Come previsto: elezioni rinviate in Pakistan

Oggi la commissione elettorale annuncerà un posticipo di un mese

Slitta l'appuntamento elettorale in Pakistan. L'annuncio ufficiale arriverà oggi, ma ormai è scontato che la commissione elettorale centrale suggerirà un rinvio di almeno quattro settimane. Lo hanno lasciato intendere chiaramente fonti governative e gli stessi portavoce della commissione elettorale. Le attese elezioni dell'assemblea nazionale, il Parlamento federale, nonché di quattro assemblee provinciali, dovevano svolgersi l'8 gennaio, ma a questo punto non si terranno prima di metà febbraio.
La decisione è pesantemente contestata dal Ppp, il partito del popolo pachistano, che a tempo di record ha designato una nuova leadership dopo la morte di Benazir Bhutto: il figlio diciannovenne della Bhutto, Bilawal, e il vedovo, Asif Zardari, sono i due co-presidenti e hanno chiesto che le elezioni si svolgano secondo il calendario previsto.
Tuttavia l'ex premier Nawaz Sharif, che guida l'altra principale formazione dell'opposizione, dopo aver inizialmente appoggiato il Ppp nella richiesta di andare al voto immediatamente, ha poi cambiato linea, dichiarando accettabile «un breve rinvio». Sicuramente chi non ha nessuna intenzione di andare alle urne sull'onda emotiva dell'omicidio della Bhutto è il partito del presidente Musharraf, il Pml-Q, che rischia una sonora batosta, dato che è al governo che viene imputata, se non la responsabilità diretta dell'attentato, almeno la colpa di non aver disposto adeguate misure di sicurezza per proteggere la vita del capo dell'opposizione.
Con un rinvio di qualche settimana il Pml-Q spera di recuperare terreno, soprattutto dimostrando che il governo ha il controllo del Paese e che la situazione sta tornando alla normalità. In effetti le notizie che arrivano dal Pakistan indicano che l'ondata di scontri e violenze sta scemando, mentre riaprono negozi ed uffici. Sicuramente la tensione resta altissima, ma ogni ora che passa sembra confermare che il rischio di una guerra civile non è più imminente.
Tra l'altro anche se, attraverso alcuni suoi esponenti, il Ppp ha minacciato proteste con inevitabile strascico di scontri e violenze in caso di rinvio dell'appuntamento elettorale, il partito della famiglia Bhutto può trarre a sua volta qualche vantaggio dal rinvio, soprattutto tenendo conto che Bilawal Bhutto è troppo giovane per essere eletto al Parlamento ed intanto ha molto saggiamente abbandonato il Paese, tornando alla casa di famiglia in Dubai. Suo padre, Asif Zardari, non ha certo una reputazione cristallina a causa di accuse di corruzione, peraltro mai approdate in tribunale. Alla fine il candidato premier del Ppp potrebbe essere il vicepresidente del partito, Makhdoom Amin Fahim, ma questa scelta non è completamente consolidata.
Del resto mancano in Pakistan le condizioni oggettive per consentire che il voto si svolga regolarmente e senza gravi incidenti: la distribuzione dei certificati elettorali è tutt'altro che completa, mentre molti seggi sono stati attaccati, le urne e le schede bruciate, durante i tumulti scoppiati all'indomani della strage che è costata la vita a Benazir Bhutto e decine di suoi fedeli.

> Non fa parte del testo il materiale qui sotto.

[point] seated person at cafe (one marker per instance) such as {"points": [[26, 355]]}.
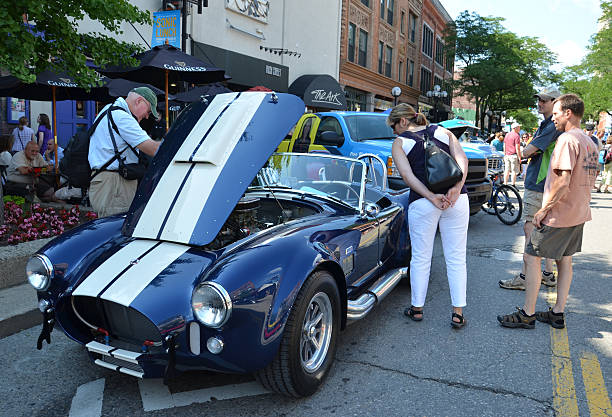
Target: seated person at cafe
{"points": [[22, 170]]}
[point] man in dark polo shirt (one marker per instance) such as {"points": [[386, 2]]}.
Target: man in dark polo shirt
{"points": [[539, 150]]}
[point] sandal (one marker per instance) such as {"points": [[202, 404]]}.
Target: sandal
{"points": [[458, 324], [556, 320], [412, 313], [518, 319]]}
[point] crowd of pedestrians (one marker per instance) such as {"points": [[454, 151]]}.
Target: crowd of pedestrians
{"points": [[560, 174]]}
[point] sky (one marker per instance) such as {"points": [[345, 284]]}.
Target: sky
{"points": [[564, 26]]}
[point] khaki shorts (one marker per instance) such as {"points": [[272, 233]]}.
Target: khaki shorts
{"points": [[555, 242], [511, 163], [532, 202], [110, 193]]}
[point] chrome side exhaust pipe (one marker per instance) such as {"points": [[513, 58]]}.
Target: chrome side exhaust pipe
{"points": [[359, 308]]}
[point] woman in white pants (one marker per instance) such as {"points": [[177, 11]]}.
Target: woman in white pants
{"points": [[449, 210]]}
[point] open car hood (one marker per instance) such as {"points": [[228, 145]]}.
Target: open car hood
{"points": [[209, 158]]}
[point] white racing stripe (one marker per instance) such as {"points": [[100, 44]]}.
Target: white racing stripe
{"points": [[154, 214], [139, 276], [87, 401], [212, 156], [108, 271]]}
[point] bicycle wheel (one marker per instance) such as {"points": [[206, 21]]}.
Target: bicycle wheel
{"points": [[508, 204]]}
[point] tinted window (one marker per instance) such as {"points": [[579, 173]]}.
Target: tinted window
{"points": [[363, 127]]}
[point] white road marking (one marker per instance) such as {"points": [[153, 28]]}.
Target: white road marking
{"points": [[87, 401], [156, 396]]}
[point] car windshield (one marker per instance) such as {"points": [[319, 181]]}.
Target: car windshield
{"points": [[369, 126], [338, 178]]}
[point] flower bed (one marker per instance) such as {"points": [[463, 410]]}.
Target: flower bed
{"points": [[25, 222]]}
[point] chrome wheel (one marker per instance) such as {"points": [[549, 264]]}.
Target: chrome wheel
{"points": [[316, 332]]}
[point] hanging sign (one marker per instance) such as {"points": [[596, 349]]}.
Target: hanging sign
{"points": [[167, 26]]}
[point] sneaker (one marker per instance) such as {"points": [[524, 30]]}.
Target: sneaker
{"points": [[550, 280], [516, 283], [517, 320], [556, 320]]}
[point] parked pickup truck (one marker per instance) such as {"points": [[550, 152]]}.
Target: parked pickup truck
{"points": [[356, 133]]}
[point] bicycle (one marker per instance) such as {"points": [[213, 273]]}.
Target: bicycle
{"points": [[505, 202]]}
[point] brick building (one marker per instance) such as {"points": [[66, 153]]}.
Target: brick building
{"points": [[379, 50], [388, 43], [434, 68]]}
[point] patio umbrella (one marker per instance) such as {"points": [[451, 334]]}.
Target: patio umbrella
{"points": [[164, 64], [50, 86]]}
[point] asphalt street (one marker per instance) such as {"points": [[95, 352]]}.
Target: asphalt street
{"points": [[386, 364]]}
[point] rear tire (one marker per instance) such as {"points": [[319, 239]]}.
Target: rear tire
{"points": [[309, 341], [508, 204]]}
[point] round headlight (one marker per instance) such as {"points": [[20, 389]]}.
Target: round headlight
{"points": [[211, 304], [39, 271]]}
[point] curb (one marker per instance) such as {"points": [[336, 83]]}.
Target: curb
{"points": [[20, 322]]}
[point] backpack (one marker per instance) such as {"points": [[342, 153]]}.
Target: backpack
{"points": [[75, 163]]}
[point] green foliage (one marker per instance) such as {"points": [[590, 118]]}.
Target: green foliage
{"points": [[60, 46], [529, 121], [592, 79], [499, 68]]}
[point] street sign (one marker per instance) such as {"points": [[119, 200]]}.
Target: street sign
{"points": [[167, 26]]}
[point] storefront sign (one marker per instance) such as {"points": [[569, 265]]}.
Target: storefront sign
{"points": [[16, 108], [167, 26]]}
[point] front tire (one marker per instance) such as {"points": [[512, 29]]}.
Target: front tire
{"points": [[309, 340]]}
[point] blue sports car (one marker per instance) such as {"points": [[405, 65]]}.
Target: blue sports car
{"points": [[230, 258]]}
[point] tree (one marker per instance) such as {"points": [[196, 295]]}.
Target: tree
{"points": [[592, 79], [498, 68], [55, 43]]}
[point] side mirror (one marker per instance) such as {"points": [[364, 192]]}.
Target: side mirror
{"points": [[371, 210], [330, 138]]}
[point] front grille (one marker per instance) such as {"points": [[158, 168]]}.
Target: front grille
{"points": [[496, 164], [121, 322]]}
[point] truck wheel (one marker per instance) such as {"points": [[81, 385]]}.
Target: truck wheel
{"points": [[309, 340]]}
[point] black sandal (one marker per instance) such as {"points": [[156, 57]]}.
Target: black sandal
{"points": [[458, 324], [412, 313]]}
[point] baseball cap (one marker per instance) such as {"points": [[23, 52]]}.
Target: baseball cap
{"points": [[548, 93], [147, 94]]}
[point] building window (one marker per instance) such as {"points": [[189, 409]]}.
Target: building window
{"points": [[351, 46], [410, 74], [425, 80], [427, 41], [389, 61], [363, 48], [390, 7], [439, 52], [412, 27], [381, 47], [450, 62]]}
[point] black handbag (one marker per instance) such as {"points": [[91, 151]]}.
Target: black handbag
{"points": [[134, 171], [441, 169]]}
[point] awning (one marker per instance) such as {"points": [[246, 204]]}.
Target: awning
{"points": [[319, 90]]}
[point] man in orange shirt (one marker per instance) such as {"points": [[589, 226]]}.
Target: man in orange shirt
{"points": [[560, 221]]}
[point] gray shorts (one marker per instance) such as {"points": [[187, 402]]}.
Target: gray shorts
{"points": [[555, 242]]}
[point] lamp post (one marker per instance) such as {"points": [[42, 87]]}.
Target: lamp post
{"points": [[396, 92], [437, 94]]}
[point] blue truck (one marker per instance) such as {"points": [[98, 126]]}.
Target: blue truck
{"points": [[353, 134]]}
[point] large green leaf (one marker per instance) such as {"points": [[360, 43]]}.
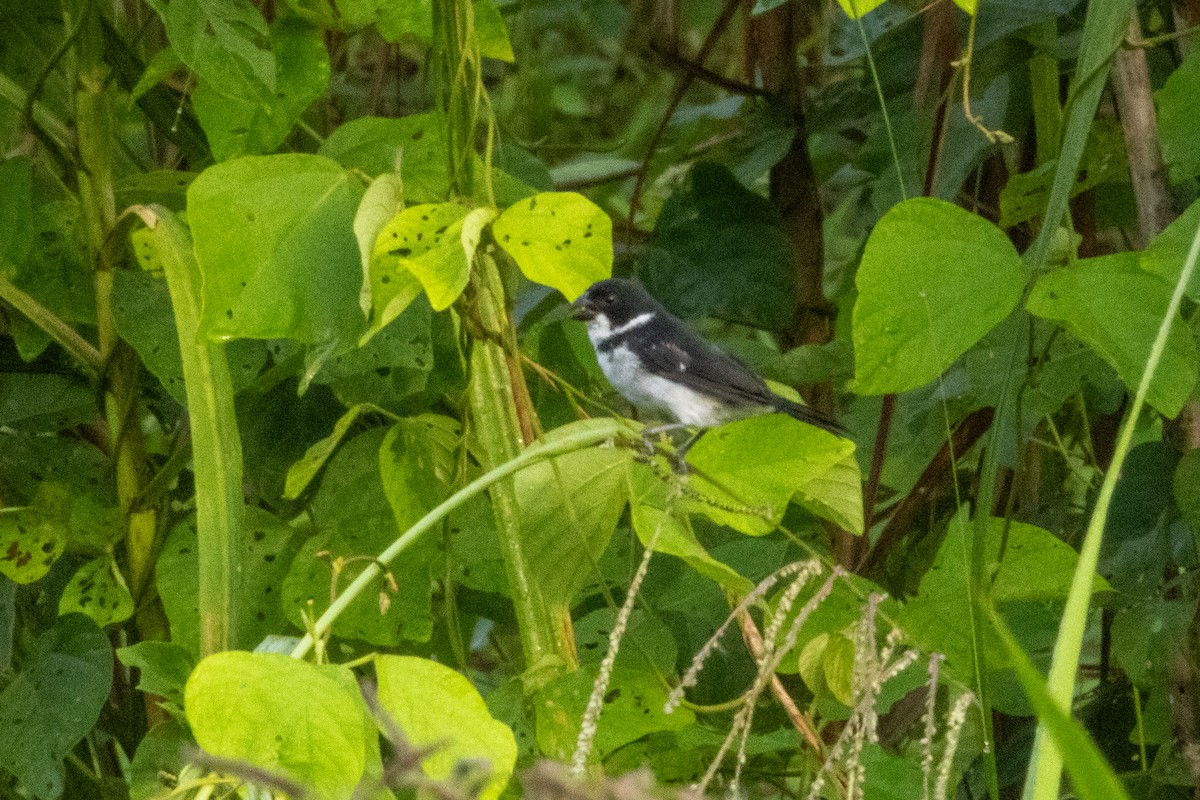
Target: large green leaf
{"points": [[257, 119], [285, 716], [933, 282], [99, 591], [666, 527], [268, 548], [719, 251], [33, 537], [418, 459], [559, 239], [1116, 308], [747, 471], [274, 238], [53, 702], [436, 705], [1165, 256], [225, 42], [569, 509], [1179, 125], [413, 145]]}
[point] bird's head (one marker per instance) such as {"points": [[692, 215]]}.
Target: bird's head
{"points": [[616, 300]]}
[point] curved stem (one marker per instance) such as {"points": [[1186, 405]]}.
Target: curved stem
{"points": [[598, 432]]}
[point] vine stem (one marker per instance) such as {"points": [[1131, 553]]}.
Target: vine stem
{"points": [[598, 431]]}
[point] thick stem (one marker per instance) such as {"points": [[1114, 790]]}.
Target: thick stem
{"points": [[123, 410], [546, 637], [216, 446]]}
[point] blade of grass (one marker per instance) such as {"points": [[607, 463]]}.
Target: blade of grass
{"points": [[1045, 765]]}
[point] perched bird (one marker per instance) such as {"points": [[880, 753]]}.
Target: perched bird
{"points": [[657, 362]]}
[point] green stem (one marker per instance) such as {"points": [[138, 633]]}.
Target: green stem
{"points": [[599, 432], [216, 446], [79, 348], [1047, 764], [123, 410]]}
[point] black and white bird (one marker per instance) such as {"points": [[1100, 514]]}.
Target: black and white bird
{"points": [[658, 364]]}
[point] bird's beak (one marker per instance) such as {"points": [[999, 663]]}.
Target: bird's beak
{"points": [[582, 310]]}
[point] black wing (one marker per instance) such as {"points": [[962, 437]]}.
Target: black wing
{"points": [[673, 349], [676, 348]]}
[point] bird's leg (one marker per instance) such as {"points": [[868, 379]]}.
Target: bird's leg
{"points": [[681, 467]]}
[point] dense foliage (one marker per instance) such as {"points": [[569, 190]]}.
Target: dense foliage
{"points": [[310, 487]]}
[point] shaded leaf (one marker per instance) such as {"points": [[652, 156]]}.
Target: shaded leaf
{"points": [[558, 239], [436, 705], [933, 282], [54, 702], [282, 715], [1084, 298]]}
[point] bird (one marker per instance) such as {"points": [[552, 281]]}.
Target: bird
{"points": [[657, 362]]}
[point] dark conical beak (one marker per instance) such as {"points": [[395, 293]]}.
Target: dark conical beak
{"points": [[582, 310]]}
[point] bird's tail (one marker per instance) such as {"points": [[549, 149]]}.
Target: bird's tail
{"points": [[810, 415]]}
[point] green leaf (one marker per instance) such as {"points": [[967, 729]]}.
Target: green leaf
{"points": [[261, 120], [1165, 256], [719, 250], [569, 510], [282, 715], [559, 239], [413, 145], [934, 280], [1091, 776], [492, 32], [33, 537], [1179, 126], [274, 240], [747, 471], [1116, 307], [268, 548], [1104, 161], [436, 705], [162, 667], [383, 200], [857, 8], [633, 709], [301, 473], [671, 530], [429, 242], [354, 522], [147, 320], [53, 703], [1036, 566], [225, 42], [837, 495], [418, 461], [99, 591], [16, 209], [1187, 489]]}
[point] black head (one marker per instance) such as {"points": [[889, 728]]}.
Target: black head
{"points": [[617, 299]]}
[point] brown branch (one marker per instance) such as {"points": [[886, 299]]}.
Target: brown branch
{"points": [[936, 474], [754, 642], [685, 82]]}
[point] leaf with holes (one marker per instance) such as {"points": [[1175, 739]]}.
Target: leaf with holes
{"points": [[1116, 307], [934, 280], [274, 239], [97, 590], [559, 239], [33, 537], [423, 242], [283, 715]]}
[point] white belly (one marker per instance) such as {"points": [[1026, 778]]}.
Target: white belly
{"points": [[652, 392]]}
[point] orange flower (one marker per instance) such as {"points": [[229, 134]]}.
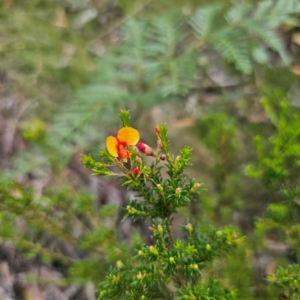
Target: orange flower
{"points": [[118, 147]]}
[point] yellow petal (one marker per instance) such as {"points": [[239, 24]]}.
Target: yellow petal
{"points": [[111, 145], [129, 135]]}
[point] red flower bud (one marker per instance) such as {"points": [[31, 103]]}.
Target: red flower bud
{"points": [[156, 130], [136, 170], [147, 150]]}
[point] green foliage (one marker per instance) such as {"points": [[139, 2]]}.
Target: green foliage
{"points": [[287, 280], [43, 227], [170, 267], [158, 59], [278, 167]]}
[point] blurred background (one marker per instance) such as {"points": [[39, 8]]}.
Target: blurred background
{"points": [[223, 75]]}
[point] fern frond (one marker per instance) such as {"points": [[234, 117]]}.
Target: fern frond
{"points": [[233, 46], [206, 20]]}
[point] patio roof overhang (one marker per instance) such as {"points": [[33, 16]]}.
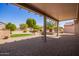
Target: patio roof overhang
{"points": [[55, 11]]}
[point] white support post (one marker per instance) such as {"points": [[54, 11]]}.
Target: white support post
{"points": [[45, 28]]}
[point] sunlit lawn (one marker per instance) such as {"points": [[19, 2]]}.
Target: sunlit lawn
{"points": [[20, 35]]}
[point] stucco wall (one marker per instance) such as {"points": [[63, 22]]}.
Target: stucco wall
{"points": [[69, 29], [4, 33], [76, 27]]}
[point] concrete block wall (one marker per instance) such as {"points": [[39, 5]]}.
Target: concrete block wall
{"points": [[4, 33]]}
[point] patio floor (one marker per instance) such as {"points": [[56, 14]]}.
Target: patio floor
{"points": [[66, 45]]}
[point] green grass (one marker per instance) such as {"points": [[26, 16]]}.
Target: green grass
{"points": [[20, 35]]}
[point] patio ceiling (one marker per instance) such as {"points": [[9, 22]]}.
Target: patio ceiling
{"points": [[56, 11]]}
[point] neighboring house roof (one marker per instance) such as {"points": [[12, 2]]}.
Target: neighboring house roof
{"points": [[70, 23], [2, 25]]}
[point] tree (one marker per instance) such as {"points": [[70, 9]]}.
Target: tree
{"points": [[11, 27], [23, 27], [50, 26], [31, 22]]}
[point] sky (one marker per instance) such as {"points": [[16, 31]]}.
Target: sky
{"points": [[16, 15]]}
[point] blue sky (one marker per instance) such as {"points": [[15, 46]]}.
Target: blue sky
{"points": [[16, 15]]}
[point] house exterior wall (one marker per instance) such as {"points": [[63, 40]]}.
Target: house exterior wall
{"points": [[76, 27], [69, 28], [4, 33]]}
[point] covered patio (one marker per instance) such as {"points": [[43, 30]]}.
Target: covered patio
{"points": [[55, 11], [61, 45]]}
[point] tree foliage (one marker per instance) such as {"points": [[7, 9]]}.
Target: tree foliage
{"points": [[11, 26], [31, 22], [23, 26]]}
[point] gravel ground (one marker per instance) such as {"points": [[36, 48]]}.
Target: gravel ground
{"points": [[66, 45]]}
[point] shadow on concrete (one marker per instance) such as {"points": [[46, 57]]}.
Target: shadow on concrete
{"points": [[63, 46]]}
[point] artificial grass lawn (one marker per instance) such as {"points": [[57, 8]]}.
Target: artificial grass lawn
{"points": [[20, 35]]}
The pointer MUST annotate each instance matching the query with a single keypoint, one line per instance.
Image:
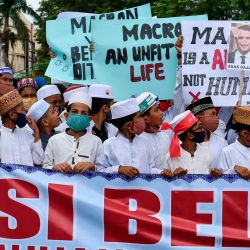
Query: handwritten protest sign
(43, 209)
(204, 61)
(239, 46)
(70, 40)
(136, 56)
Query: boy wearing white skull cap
(128, 153)
(75, 149)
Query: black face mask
(108, 116)
(199, 136)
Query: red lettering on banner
(235, 219)
(27, 220)
(117, 215)
(146, 71)
(184, 218)
(61, 212)
(217, 59)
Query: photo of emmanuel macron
(242, 38)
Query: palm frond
(20, 26)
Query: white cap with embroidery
(101, 91)
(47, 90)
(124, 108)
(67, 94)
(80, 97)
(146, 100)
(38, 109)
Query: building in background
(22, 56)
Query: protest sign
(204, 61)
(239, 46)
(134, 56)
(42, 209)
(70, 38)
(72, 14)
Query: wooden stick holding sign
(241, 87)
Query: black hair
(120, 122)
(244, 27)
(97, 104)
(183, 135)
(147, 112)
(238, 127)
(69, 108)
(4, 117)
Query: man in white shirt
(102, 99)
(205, 112)
(189, 157)
(160, 140)
(236, 157)
(75, 149)
(242, 55)
(17, 144)
(128, 153)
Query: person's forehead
(244, 33)
(8, 76)
(53, 97)
(79, 106)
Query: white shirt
(120, 151)
(221, 130)
(160, 142)
(215, 144)
(18, 147)
(65, 148)
(238, 59)
(235, 154)
(110, 128)
(178, 106)
(198, 164)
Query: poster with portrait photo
(239, 46)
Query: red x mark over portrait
(195, 96)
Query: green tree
(10, 11)
(216, 10)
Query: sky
(34, 4)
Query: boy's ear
(105, 108)
(146, 119)
(44, 122)
(12, 114)
(129, 126)
(190, 136)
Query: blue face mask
(21, 120)
(78, 122)
(199, 136)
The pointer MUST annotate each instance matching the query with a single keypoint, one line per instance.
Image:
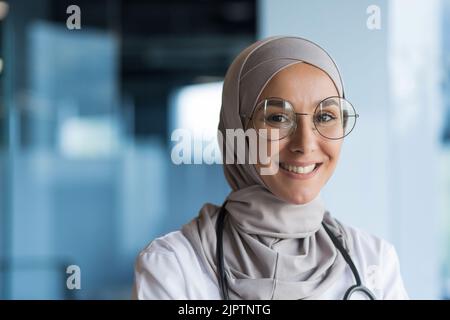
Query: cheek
(273, 149)
(332, 149)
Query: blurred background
(87, 115)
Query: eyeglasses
(333, 118)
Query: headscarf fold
(272, 249)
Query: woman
(273, 238)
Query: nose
(303, 140)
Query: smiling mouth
(298, 169)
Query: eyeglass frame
(356, 115)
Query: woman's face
(304, 86)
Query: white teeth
(301, 170)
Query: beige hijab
(272, 249)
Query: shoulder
(164, 267)
(378, 263)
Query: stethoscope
(358, 287)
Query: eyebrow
(326, 102)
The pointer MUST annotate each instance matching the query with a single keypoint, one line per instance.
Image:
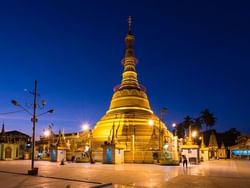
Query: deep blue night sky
(192, 55)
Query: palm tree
(208, 118)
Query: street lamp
(151, 123)
(162, 112)
(86, 127)
(175, 129)
(33, 171)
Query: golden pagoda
(126, 123)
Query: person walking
(184, 160)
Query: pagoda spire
(129, 76)
(3, 129)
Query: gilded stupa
(126, 122)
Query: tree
(208, 118)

Mandare milioni di pakistani al voto l'8 gennaio rischiava di essere lo stimolo per nuovi scontri e incidenti ed è quindi logico che le cancellerie internazionali non siano affatto contrarie ad un rinvio, purché contenuto. E se nel frattempo Pervez Musharraf riuscirà a riportare il Paese alla calma e se il suo partito potrà recuperare qualche voto… sarà ancora meglio. Un trionfo del Ppp potrebbe essere davvero destabilizzante.